Zu Frage A: Mit Non-Hodgkin-Lymphom (NHL) wird alles an neoplastischen Erkrankungen (Tumoren) des Lymphsystems bezeichnet, was kein Hodgkin-Lymphom ist. Letzteres lässt sich durch das Vorkommen spezieller Zellen charakterisieren.
Wie für praktisch alle Krebserkrankungen ist auch bei NHL bis heute nicht geklärt, was die letztendlichen Ursachen sind. Sicher gibt es da eine ganze Reihe unterschiedlicher Gründe.
Da spielen Erbanlagen eine Rolle, vor allem aber wohl Umwelteinflüsse der vielfältigsten Art.
Um solche Zusammenhänge zu untersuchen, bedient man sich epidemiologischer Studien. Da gibt es unterschiedliche Ansätze, ganz grob vereinfachend gesagt, vergleicht man zwei Gruppen, die sich in dem interessierenden Faktor X unterscheiden, und schaut, ob die betreffende Erkrankung in der Gruppe, die dem Faktor X ausgesetzt ist, häufiger auftritt.
Einfaches Beispiel: Lungenkrebs und Raucher oder Bauchfellkrebs und Asbest.
In den meisten Fällen ist es sehr schwierig, einen Faktor zweifelsfrei "herauszuschälen" und dann auch noch herauszufinden, ob der wirklich Ursache ist oder bloß ein Indikator.
Beispiel: Kaffeekonsum und Schilddrüsenkrebs. Es gibt Untersuchungen, die auf einen Zusammenhang hindeuten.

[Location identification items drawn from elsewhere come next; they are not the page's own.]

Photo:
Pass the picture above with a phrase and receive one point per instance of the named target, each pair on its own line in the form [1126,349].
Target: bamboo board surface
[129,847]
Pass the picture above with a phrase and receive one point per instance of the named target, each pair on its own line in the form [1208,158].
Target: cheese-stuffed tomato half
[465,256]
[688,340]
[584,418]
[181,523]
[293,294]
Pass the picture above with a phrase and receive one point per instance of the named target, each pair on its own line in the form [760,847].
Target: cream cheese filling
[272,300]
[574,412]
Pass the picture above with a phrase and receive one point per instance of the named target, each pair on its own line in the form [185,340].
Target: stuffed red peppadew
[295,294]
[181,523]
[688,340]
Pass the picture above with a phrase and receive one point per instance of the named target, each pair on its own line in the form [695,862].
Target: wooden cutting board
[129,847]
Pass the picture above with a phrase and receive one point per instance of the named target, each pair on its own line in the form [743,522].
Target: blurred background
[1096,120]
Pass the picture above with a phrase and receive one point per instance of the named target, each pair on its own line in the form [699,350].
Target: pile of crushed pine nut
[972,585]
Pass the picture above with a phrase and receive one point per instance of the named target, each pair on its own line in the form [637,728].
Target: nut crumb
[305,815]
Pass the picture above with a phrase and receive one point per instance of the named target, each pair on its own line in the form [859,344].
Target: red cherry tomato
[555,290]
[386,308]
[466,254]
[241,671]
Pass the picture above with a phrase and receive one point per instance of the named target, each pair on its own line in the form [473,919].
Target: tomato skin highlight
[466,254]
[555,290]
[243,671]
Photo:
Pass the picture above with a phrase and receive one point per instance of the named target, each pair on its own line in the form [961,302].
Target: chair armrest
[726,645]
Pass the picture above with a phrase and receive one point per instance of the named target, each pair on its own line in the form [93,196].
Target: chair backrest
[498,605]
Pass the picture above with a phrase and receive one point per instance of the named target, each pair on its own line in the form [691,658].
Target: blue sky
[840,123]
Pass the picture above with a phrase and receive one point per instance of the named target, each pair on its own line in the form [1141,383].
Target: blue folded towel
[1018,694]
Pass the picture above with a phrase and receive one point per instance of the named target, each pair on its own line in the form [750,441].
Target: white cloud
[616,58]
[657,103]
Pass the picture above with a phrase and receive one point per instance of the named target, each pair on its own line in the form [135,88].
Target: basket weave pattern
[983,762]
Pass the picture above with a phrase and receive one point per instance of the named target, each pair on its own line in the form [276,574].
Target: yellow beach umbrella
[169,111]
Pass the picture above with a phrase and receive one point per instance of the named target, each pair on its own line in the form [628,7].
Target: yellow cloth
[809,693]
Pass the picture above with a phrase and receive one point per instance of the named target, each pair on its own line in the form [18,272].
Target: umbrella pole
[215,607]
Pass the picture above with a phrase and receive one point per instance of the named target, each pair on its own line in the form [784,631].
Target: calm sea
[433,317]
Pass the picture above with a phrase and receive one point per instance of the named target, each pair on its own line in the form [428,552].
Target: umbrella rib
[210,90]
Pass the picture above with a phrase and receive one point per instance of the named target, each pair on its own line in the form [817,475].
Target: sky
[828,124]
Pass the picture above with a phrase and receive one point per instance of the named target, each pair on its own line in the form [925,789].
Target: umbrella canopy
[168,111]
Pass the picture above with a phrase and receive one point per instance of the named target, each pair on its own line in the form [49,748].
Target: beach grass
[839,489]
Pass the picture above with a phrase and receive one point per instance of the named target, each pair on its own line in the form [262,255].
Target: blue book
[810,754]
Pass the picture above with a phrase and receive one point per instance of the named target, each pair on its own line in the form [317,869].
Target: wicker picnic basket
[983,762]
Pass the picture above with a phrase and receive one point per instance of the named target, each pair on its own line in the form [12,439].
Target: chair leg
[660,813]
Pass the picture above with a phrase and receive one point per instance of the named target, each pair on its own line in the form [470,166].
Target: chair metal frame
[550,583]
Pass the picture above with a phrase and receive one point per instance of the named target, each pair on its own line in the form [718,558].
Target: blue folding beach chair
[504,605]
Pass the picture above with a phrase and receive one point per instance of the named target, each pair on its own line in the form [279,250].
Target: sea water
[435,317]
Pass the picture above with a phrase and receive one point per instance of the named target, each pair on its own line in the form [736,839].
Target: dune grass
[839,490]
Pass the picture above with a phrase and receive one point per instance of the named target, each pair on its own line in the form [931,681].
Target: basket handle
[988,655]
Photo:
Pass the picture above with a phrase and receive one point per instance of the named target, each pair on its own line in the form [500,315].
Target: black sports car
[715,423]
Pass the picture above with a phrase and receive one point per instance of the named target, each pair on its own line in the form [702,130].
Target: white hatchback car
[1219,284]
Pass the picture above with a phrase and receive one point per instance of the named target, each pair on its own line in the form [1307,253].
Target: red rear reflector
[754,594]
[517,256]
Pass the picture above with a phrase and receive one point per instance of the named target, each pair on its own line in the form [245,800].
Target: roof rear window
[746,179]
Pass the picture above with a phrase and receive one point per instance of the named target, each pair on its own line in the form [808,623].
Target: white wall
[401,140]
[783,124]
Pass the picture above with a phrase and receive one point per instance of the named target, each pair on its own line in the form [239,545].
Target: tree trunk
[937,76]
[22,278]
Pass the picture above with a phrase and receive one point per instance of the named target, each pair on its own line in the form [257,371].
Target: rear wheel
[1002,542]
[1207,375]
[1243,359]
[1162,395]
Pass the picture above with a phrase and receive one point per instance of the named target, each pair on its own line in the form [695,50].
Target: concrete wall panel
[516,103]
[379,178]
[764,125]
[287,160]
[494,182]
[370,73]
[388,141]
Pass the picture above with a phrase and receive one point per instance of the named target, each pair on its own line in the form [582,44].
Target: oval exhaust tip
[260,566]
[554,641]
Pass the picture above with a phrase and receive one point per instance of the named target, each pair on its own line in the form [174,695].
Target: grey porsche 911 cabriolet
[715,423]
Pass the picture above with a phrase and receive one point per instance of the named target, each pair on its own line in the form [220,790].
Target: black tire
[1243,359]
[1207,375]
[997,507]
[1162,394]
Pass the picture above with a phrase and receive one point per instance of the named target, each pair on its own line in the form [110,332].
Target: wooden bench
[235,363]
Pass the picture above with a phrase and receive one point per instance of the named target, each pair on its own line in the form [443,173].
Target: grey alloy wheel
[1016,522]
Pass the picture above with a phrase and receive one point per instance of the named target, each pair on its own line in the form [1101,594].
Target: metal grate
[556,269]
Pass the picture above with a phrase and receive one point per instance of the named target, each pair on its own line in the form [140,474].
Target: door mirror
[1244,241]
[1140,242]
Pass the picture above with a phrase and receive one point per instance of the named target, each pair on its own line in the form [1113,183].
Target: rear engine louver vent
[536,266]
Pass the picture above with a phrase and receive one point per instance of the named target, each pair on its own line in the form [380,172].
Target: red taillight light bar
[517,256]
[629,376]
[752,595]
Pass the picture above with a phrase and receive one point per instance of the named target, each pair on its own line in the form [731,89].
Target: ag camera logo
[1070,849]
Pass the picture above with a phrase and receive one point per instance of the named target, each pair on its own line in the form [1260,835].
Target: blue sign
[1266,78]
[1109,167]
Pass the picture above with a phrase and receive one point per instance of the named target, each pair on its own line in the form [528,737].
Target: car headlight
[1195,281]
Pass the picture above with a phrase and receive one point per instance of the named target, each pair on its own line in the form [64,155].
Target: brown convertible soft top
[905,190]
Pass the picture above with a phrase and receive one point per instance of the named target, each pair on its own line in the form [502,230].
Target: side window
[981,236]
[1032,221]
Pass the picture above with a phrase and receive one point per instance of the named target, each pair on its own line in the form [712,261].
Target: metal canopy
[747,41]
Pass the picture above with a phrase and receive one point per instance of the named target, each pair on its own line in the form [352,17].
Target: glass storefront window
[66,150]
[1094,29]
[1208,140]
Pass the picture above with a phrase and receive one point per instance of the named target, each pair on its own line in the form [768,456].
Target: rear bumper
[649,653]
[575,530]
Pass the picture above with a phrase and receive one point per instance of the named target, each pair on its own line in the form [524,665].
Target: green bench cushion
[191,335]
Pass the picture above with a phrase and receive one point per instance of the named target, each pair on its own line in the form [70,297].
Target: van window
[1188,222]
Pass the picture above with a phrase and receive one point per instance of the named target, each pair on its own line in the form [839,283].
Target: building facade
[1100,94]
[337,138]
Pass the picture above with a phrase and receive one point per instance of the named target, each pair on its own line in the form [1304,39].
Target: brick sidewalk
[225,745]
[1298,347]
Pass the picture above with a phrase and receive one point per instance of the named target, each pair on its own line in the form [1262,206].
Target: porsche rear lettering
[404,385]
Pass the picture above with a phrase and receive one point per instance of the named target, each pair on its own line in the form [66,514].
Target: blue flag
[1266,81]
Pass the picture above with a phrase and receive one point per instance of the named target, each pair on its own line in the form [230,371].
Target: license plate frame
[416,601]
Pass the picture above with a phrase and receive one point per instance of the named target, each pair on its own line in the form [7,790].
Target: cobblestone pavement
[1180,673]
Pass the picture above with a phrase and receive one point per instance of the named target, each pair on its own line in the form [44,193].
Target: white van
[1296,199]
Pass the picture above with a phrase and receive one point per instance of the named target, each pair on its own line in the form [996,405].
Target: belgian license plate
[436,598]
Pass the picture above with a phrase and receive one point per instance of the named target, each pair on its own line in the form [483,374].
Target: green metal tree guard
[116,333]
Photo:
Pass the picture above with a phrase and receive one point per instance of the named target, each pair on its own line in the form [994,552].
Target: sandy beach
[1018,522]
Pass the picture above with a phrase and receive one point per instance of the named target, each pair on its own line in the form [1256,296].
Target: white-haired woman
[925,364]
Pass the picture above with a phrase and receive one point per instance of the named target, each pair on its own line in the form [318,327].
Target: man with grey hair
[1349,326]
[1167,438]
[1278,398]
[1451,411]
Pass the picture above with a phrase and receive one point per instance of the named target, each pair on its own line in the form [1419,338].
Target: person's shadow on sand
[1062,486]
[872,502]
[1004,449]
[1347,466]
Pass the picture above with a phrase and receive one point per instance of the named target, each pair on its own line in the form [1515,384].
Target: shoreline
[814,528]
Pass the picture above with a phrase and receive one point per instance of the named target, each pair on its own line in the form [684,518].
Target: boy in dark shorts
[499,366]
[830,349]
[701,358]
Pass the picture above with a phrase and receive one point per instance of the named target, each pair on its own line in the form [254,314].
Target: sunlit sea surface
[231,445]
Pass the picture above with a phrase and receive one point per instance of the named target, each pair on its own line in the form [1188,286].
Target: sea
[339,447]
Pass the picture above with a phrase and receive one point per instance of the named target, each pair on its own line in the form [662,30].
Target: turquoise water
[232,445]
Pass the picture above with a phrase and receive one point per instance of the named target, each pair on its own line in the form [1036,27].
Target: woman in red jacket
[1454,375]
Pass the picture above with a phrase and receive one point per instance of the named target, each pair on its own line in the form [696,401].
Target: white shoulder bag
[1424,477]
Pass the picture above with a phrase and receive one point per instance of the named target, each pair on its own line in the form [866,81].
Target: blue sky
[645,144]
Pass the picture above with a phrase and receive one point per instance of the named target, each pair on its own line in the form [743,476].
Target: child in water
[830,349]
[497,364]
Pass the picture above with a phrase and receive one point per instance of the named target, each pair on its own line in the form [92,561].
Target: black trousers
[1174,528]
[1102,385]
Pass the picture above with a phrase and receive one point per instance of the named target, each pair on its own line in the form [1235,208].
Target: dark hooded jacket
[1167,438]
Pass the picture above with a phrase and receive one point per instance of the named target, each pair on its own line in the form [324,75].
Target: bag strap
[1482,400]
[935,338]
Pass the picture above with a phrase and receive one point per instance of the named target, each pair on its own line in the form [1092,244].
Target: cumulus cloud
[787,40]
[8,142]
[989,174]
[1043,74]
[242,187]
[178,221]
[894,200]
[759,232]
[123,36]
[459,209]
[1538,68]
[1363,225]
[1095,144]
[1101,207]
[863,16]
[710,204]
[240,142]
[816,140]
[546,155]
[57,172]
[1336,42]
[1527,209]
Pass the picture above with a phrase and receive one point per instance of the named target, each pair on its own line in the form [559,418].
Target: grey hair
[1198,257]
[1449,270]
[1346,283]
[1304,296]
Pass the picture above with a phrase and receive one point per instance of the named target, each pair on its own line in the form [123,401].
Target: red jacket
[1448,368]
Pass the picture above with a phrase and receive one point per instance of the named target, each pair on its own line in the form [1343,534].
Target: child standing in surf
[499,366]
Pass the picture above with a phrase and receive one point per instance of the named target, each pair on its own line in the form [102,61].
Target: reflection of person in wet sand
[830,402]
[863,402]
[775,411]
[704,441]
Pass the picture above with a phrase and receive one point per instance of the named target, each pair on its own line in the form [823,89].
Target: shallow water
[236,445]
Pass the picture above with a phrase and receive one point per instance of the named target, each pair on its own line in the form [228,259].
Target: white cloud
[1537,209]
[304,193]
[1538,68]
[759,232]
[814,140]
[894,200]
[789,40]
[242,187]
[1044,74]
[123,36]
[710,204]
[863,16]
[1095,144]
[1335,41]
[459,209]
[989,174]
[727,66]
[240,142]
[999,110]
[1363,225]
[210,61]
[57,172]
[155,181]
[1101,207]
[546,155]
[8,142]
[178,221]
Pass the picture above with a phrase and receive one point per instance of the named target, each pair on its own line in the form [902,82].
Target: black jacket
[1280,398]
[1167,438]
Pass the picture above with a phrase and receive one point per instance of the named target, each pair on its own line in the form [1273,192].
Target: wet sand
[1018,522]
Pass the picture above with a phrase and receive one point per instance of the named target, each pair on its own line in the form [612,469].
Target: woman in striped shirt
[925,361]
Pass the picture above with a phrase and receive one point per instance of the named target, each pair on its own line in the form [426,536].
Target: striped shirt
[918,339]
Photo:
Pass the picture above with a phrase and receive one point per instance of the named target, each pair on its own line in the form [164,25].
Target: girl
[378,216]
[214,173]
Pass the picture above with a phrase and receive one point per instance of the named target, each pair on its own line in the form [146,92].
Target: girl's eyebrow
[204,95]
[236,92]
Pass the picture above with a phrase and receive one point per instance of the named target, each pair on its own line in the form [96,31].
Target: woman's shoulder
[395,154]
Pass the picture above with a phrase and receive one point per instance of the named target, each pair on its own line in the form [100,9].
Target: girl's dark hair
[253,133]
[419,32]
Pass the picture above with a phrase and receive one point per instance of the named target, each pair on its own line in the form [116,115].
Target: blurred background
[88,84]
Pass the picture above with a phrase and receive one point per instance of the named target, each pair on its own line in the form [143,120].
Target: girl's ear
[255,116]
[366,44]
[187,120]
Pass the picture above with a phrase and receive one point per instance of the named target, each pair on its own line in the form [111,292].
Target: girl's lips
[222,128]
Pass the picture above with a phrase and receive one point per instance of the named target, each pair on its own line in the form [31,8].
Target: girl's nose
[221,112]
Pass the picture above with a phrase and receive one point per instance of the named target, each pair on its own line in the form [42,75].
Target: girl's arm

Abgesehen davon, dass Schilddrüsenkrebs viele ganz andere Ursachen haben kann, könnte es sein, dass Menschen mit Schilddrüsenunterfunktion mehr Kaffee trinken, um halbwegs wach zu werden, und aufgrund dieser Unterfunktion später erst Knoten in der Schilddrüse bekommen und dann an Krebs erkranken. Der Kaffee ist dann bloß ein Indikator, aber nicht ursächlich.
Nach Auffassung der IARC könnte es einen möglichen Zusammenhang zwischen NHL und der Verwendung von glyphosathaltigen Pflanzenschutzmitteln geben. Diese Einschätzung wird von anderen Organisationen nicht geteilt.
Hauptproblem: Die Anwender von PSM verwenden nicht bloß Glyphosat, sondern auch andere PSM und viele weitere Stoffe. Man kann auch meist nicht genau klären, ob die Anwendung der PSM der Erkrankung vorausging oder die zum Zeitpunkt der Anwendung schon bestand.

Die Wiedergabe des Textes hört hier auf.